Evidence for protein conformational change at a Au(110)/protein interface

Abstract

Evidence is presented that reflection anisotropy spectroscopy (RAS) can provide real-time measurements of conformational change in proteins induced by electron transfer reactions. A bacterial electron transferring flavoprotein (ETF) has been modified so as to adsorb on an Au(110) electrode and enable reversible electron transfer to the protein cofactor in the absence of mediators. Reversible changes are observed in the RAS of this protein that are interpreted as arising from conformational changes accompanying the transfer of electrons.

Fig. 1

Molecular graphics ribbon diagram for the structure of M. methyltrophus ETF showing the mutation sites where a cysteine residue was introduced by directed mutagenesis, replacing either the asparate-16 or the serine-193 residues on the surface of the protein to produce, respectively, the D16C and S193C mutants. The sites of modifications are shown as spheres. The α-subunit of the enzyme is shown in dark grey, the β-subunit in light grey and the FAD in black.

Fig. 2

Spectral changes accompanying titration of the engineered S193C ETF during potentiometric measurements. Black arrows indicate the direction of absorbance changes at 2.6 eV (470 nm) and at 3.3 eV (370 nm) as the potential is reduced. Inset: plot of absorbance change at 470 nm (•) and at 370 nm (○) against the recorded potentials for the engineered S193C ETF protein. E′₁ =+64mV, E′₂ ⪡ −250mV. The ETF_2e is inaccessible on reducing the engineered protein chemically as observed for a wild-type protein [9]. However, the reduction of ETF to the 2-electron reduced species is achievable by electrochemical methods [19]. Protein (63 μM) was contained in 50 mM potassium phosphate buffer, pH 7.0 at 25 °C and maintained under anaerobic conditions.

Fig. 3

RA spectra of the engineered ETF protein assembled on the Au(110) electrode surface in 0.1 M NaH₂PO₄/K₂HPO₄. (a) RA spectrum of the Au(110) electrode (solid line); RA spectrum of the Au(110) electrode assembled with the engineered S193C ETF protein (dashed line); RA spectrum of the S193C ETF after subtracting the Au(110) spectrum (○), all obtained at +244mV, vs.

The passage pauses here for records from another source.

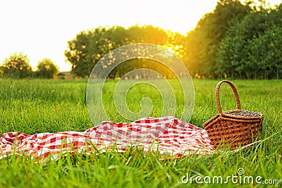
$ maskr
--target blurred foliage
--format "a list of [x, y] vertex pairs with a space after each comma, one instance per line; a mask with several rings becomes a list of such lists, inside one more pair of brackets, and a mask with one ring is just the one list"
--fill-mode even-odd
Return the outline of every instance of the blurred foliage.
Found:
[[4, 77], [24, 78], [30, 77], [32, 73], [27, 56], [22, 53], [15, 53], [6, 58], [1, 69]]
[[[87, 77], [111, 50], [151, 43], [178, 56], [192, 77], [278, 79], [282, 77], [281, 18], [282, 4], [270, 8], [264, 0], [220, 0], [186, 36], [152, 25], [98, 27], [80, 32], [70, 40], [65, 55], [73, 73]], [[118, 66], [111, 77], [121, 77], [129, 69], [150, 68], [145, 63], [136, 60], [133, 65]]]
[[38, 62], [35, 77], [40, 78], [56, 78], [58, 73], [59, 68], [53, 61], [49, 58], [44, 58]]

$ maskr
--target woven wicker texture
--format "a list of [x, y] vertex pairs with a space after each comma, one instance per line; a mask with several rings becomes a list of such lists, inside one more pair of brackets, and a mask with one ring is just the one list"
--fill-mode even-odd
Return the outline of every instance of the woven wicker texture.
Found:
[[[224, 82], [228, 84], [234, 92], [236, 110], [221, 111], [219, 88]], [[219, 82], [216, 89], [216, 101], [219, 114], [203, 125], [214, 147], [228, 146], [233, 149], [251, 143], [262, 132], [262, 114], [241, 110], [237, 90], [231, 82], [227, 80]]]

NHE. (b) RA spectra of the engineered S193C ETF protein assembled on the Au(110) electrode surface at +300mV (solid line), −100mV (dashed line) and at −356mV (○) representing the RA spectra of the oxidised, one-electron reduced and two-electron reduced species of the S193C ETF protein, respectively. In each case the RA spectrum of the Au(110) obtained at the corresponding potential has been subtracted from that of the adsorbed protein.

Fig. 4

Time dependence of the spectral intensity of the RAS signal at 2.5 eV following a stepped voltage change recorded for the engineered ETF proteins adsorbing onto the Au(110) electrode. Proteins were contained in 0.1 M NaH₂PO₄/K₂HPO₄. (a) For the S193C ETF protein, the voltage is stepped from +300mV to −100mV (solid line), from +300mV to −356mV (×) and from −356mV to −100mV (ο) for 10 cycles each of 60 s. The spectra are offset for clarity and the scale, 1 × 10⁻³, is marked on the y-axis. (b) The voltage is stepped from +300mV to −100mV to −356mV and then back to −100mV and finally to +300mV. The trace for the S193C ETF protein is the solid line and for the D16C ETF protein is shown by circles with each voltage maintained for 60 s. The spectra are offset for clarity and the scale, 1 × 10⁻³, is marked on the y-axis.